The furniture was all of it good, if somewhat out of repair. The big lounge was of mahogany veneer with a high, straight back of such delightfully simple lines as to atone for the slippery, inhospitable horsehair with which it was upholstered. There were some good chairs, a folding card-table, a swell-front, claw-footed lowboy, and a solid mahogany desk, beautiful enough to drive a man to theft. The floor was polished until it shone, and over it were scattered four rag rugs whose tones of gray and brown or gray and blue were a delight. After a week of practice Burton was able to step upon these rugs without having them slide from under him. But he never became proud and careless, and this evening as he carried the bottle of Scotch across to the table he held his breath and only felt quite safe when he had lowered himself carefully into his fiddle-back, rush-bottomed chair.
The table was placed by the window commanding the Castle, and during supper he studied speculatively the pregnability of the place. What he saw delighted him. The rose-vines made it possible to attain the second-story balcony with a minimum of exertion. With the Princess once in his arms—— He paused suddenly just there and closed his eyes, striving with a pleasant warmth under the pocket of his negligee shirt to imagine the situation thoroughly. With the Princess in his arms! With those wide brown eyes just under his own and the pearl-like cheek within reach—— He shook his head and opened his own eyes, which, by the way, were steel-colored and not brown, and looked across the two gardens to the Castle.
“If I had you there, Princess,” he murmured, “I very much fear we would never escape from the Ogre. We should be caught like rats in a trap—I think that’s the correct term, though hardly complimentary to you—up there on the balcony. Personally, I wouldn’t much care; with those lips of yours where I could reach them, my dear, the Ogre might do his worst and be hanged to him; but then there’s you to think of. On the whole, perhaps it would be best if I had you rescued by proxy. There’s Bob, for instance!”
He smiled broadly at the thought and refilled his glass.
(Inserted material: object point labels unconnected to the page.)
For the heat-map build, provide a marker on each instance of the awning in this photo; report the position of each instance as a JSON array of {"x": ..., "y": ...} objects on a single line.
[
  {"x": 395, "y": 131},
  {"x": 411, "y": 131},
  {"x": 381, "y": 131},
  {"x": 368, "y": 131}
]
“Once down from the balcony, the rest would be simple. A wild flight through the rose-garden, a perilous surmounting of the iron fence, a swift rush down the side yard here, and then a trusty steed in waiting,—you see, my dear, an automobile would be out of the question on these funny roads of yours,—and the wide world before us!”
He lighted a cigarette and leaned out over the casement. The evening shadows were blurring the rose-blooms, and high overhead a half moon was sailing out of a bank of fleecy clouds. The Castle showed a solitary light in the window beyond the balcony. He blew a puff of smoke towards it.
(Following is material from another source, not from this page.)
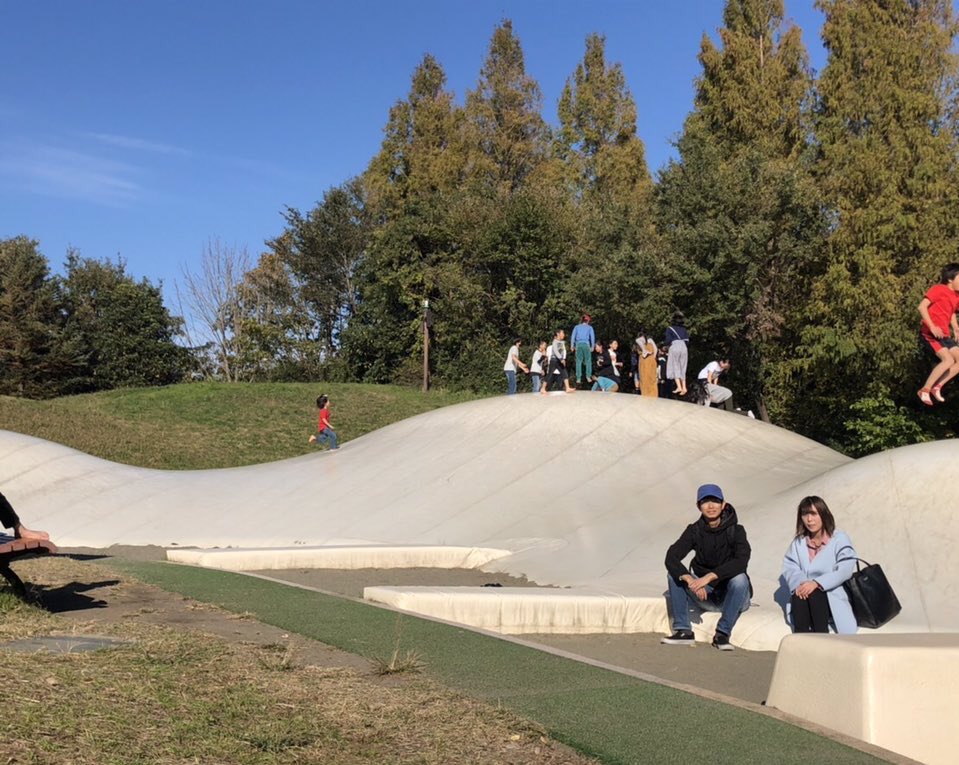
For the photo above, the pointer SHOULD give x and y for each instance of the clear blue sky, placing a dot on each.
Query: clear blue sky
(145, 128)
“Kitty—Kitty of the Roses,” he murmured, “do you want to be rescued, dear?”
From the house came the sound of a girl’s voice in song, sweet, caressing; he could not distinguish the words, and in a moment the voice was stilled.
He waited and listened, but the silence held. With a little laugh at himself, Burton arose and lighted his lamp.
“I’m afraid you don’t, my dear,” he said. “You’re too happy. Don’t you know that real Princesses are never happy?”
He lowered the shade with a last look into the darkened garden and resolutely took up his papers.